Over the past few days the activist group have been tracking a fleet of six vessels named Fu Yuan Yu that they have previously caught in the act of illegal fishing. All but one of them got away when the Steve Irwin approached them late this week.
“It is very clear from our interactions that the fleet does not want to be documented or have their operations uncovered,” Chakravarty tells Inverse via email.
“I sent in the small boats first to document the vessels and with other information, such as satellite AIS data, was able to determine that the vessels were engaged in fishing. After tracking the vessel for close to 12 hours on the ship’s radar, we finally confronted the vessel.
“Seeing the Steve Irwin arrive on the scene, for the second time since January, the Fu Yuan Yu 076 attempted to flee. The Steve Irwin closed the gap on her stern and is now on the starboard quarter of the vessel.”
This one ship, at least, is out of commission for the foreseeable future. Chakravarty says his crew will do what it takes to prevent them from fishing.
“I have radioed the Fu Yuan Yu 076 and have made it clear that I will blockade their fishing operations,” he says.
“I’ll be using the ship to block them from deploying gear, by approaching from the stern. If the nets are in the water then I will attach the nets to the Steve Irwin and haul them in. I have specially installed gear to be able to retrieve these long 10-nautical-mile nets. If the vessel has already deployed her gear then I’ll stop her from approaching the net so she cannot retrieve them. The idea is to confiscate her gear away so she cannot continue to fish using them.”

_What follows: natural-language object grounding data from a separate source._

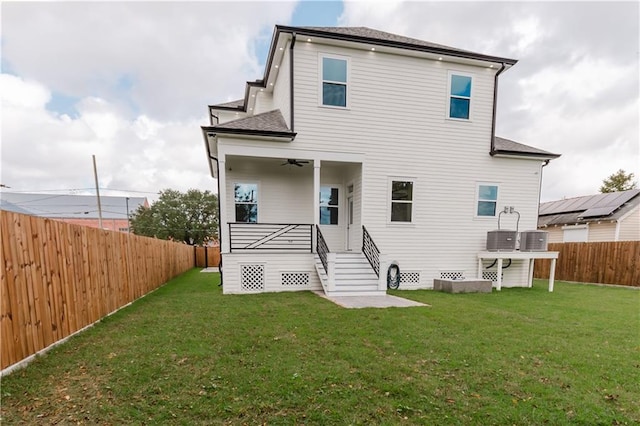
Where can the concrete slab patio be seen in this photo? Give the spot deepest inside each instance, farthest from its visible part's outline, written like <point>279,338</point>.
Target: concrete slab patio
<point>358,302</point>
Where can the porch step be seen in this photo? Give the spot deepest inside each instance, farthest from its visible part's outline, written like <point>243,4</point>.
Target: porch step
<point>353,276</point>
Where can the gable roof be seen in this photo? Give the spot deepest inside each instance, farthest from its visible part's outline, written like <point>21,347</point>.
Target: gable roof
<point>592,208</point>
<point>504,146</point>
<point>69,206</point>
<point>238,104</point>
<point>269,123</point>
<point>381,38</point>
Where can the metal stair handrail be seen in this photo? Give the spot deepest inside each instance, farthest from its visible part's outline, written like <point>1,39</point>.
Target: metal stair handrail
<point>370,251</point>
<point>322,249</point>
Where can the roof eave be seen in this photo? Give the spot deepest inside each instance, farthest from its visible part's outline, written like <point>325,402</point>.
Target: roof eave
<point>208,131</point>
<point>525,155</point>
<point>396,44</point>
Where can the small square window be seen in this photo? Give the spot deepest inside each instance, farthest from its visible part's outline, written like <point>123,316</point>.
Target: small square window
<point>334,82</point>
<point>460,96</point>
<point>487,200</point>
<point>401,201</point>
<point>329,205</point>
<point>246,202</point>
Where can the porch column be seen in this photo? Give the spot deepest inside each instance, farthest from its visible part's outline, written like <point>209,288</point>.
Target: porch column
<point>316,192</point>
<point>222,202</point>
<point>316,202</point>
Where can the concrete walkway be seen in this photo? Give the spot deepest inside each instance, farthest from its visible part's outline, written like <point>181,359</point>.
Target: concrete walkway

These direct action tactics have already proved successful. Earlier this year the Steve Irwin intercepted the Fu Yuan Yu 071 and pulled in three miles of net. The fishing gear contained the bodies of 321 dead or dying fish, sharks, seals, and dolphins.
The ships are likely targeting sharks for their fins and liver, says Chakravarty. “It is likely that the vessels are also retaining the southern bluefin tuna. We have documented them discarding the other non-wanted species back into the water.”
The Sea Shepherd is fresh off another victory: the sinking of the MV Viking, a notorious fishing vessel, by the Indonesian government. Sea Shepherd had been tracking the vessel and notified authorities when it entered Indonesian waters. The Indonesian government don’t take kindly to marine poachers, and it blew up the ship in a dramatic display this week.
“The mood on the Steve Irwin is one of elation,” says Chakravarty. “This crew has recently wound up Operation Icefish 2015-16, which saw the last of the Bandit 6 toothfish poachers arrested and destroyed in Indonesia by the officials. Within a week of that happening, the Steve Irwin is once again on the pursuit of a poaching vessel. Being on the front-lines of marine conservation is a very fulfilling emotion.”
It’s hard to say how this high-seas chase will play out, but don’t bet on Chakravarty and his crew giving up easily. Last year the Sea Shepherd’s MV Bob Barker chased the MV Thunder, a notorious poaching trawler, for 110 days and more than 10,000 nautical miles before the Thunder sank — likely in a deliberate attempt to destroy the evidence on board.